日韓・韓日議連合同総会、ベトナム訪問について

 わが党の外交活動について2点報告しておきたいと思います。

 13日から14日まで韓国・ソウルで開催される日韓・韓日議員連盟合同総会に、私を含めて、わが国会議員団から6人が参加いたします。朝鮮半島の非核化と平和の推進、日韓両国間の歴史問題の解決に向けて、力を尽くしてきたいと思います。

 さらに、17日から21日まで、ベトナム共産党の招待にこたえて、私を団長とする日本共産党代表団がハノイを訪問いたします。
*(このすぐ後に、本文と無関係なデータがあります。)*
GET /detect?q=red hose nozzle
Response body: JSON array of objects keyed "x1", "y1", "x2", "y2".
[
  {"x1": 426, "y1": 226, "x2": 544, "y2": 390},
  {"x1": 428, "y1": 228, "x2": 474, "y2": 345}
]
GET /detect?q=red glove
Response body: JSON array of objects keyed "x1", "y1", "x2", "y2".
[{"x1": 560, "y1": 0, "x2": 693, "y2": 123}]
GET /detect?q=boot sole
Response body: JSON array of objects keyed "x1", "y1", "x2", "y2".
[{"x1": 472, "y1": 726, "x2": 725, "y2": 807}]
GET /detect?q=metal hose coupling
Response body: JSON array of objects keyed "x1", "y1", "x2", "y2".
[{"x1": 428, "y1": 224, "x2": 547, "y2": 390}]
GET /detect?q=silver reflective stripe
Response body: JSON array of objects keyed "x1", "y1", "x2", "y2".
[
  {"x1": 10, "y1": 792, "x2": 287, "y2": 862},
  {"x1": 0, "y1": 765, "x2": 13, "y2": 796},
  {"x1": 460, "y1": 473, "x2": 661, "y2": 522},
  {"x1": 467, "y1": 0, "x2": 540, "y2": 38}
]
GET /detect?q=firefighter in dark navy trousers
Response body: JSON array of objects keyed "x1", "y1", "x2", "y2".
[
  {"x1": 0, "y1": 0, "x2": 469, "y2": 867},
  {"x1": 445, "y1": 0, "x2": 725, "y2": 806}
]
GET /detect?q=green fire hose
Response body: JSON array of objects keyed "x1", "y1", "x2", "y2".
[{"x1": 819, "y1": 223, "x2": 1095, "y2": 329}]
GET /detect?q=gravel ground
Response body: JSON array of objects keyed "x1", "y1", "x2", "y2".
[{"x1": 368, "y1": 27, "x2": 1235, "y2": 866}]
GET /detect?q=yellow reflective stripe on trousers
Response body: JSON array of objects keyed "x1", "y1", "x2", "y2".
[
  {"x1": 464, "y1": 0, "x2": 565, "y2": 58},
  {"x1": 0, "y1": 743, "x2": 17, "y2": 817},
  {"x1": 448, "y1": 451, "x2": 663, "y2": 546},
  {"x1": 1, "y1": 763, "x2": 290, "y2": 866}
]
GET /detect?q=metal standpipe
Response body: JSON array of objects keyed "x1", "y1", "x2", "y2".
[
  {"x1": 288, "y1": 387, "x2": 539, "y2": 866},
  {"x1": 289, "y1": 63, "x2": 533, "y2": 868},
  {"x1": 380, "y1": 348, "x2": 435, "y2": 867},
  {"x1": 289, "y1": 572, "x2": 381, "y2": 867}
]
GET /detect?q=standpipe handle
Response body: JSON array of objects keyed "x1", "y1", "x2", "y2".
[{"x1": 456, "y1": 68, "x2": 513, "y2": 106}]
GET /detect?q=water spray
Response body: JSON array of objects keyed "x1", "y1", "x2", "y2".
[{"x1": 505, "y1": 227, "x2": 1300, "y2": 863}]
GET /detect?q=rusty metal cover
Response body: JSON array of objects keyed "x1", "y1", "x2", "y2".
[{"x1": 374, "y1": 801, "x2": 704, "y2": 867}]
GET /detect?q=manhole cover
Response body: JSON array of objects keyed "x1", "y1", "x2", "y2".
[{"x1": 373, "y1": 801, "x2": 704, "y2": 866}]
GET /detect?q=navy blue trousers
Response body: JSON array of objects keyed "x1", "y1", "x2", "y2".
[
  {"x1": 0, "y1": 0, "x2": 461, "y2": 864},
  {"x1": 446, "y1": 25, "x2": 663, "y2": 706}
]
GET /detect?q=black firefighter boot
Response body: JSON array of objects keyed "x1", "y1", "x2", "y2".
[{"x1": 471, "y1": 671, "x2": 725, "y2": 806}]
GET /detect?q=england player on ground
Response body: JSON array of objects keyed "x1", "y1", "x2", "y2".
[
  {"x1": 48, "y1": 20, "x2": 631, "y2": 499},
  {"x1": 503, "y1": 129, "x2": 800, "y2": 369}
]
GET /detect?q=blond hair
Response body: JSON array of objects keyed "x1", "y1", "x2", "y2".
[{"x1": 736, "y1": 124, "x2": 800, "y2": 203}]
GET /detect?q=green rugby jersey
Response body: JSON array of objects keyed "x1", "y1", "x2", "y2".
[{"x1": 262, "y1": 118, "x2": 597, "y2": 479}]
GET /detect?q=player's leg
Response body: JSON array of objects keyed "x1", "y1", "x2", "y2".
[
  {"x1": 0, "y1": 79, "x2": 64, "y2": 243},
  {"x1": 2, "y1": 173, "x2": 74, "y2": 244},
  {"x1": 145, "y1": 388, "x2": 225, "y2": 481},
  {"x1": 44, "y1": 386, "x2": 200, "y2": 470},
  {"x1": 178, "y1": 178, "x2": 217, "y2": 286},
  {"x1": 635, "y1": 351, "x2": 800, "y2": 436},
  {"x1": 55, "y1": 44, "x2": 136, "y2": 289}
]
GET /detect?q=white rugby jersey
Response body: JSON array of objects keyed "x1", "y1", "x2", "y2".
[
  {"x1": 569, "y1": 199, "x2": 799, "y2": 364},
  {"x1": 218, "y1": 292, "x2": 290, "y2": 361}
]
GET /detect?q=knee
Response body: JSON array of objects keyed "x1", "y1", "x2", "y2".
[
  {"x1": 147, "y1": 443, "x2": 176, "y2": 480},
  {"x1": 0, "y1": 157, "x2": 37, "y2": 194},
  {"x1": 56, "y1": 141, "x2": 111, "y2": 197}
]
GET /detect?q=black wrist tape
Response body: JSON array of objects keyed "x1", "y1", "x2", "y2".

グエン・フー・チョン書記長・国家主席との会談などを予定しております。世界の平和、東アジアの平和について突っ込んだ意見交換を行い、両党の協力関係を発展させる訪問にしたいと願っております。

 外交活動でも、わが党ならではの活動に、知恵と力をつくして取り組む決意であります。(拍手)

統一地方選・参院選―衆参の国会議員団が党躍進めざすたたかいの先頭に

 統一地方選挙まで3カ月、参議院選挙まで6カ月と迫りました。勝利を勝ち取るためには、今がひとつの正念場となっています。いま全党が文字通りの「トップギア」への「ギアチェンジ」をはかることが必要です。12月中にすべての党支部と党機関が、選挙必勝をめざす臨戦態勢を確立し、広く打って出るようにしたいと思います。

 1月15日から16日には、全国都道府県・地区委員長会議の開催を予定しており、この会議を選挙必勝を目指す跳躍台として成功させたいと考えております。

 衆参の国会議員団が、日本共産党躍進をめざすたたかいの先頭にたって大奮闘する決意を固めあいまして、閉会にあたってのごあいさつとさせていただきます。ともに頑張りましょう。(大きな拍手)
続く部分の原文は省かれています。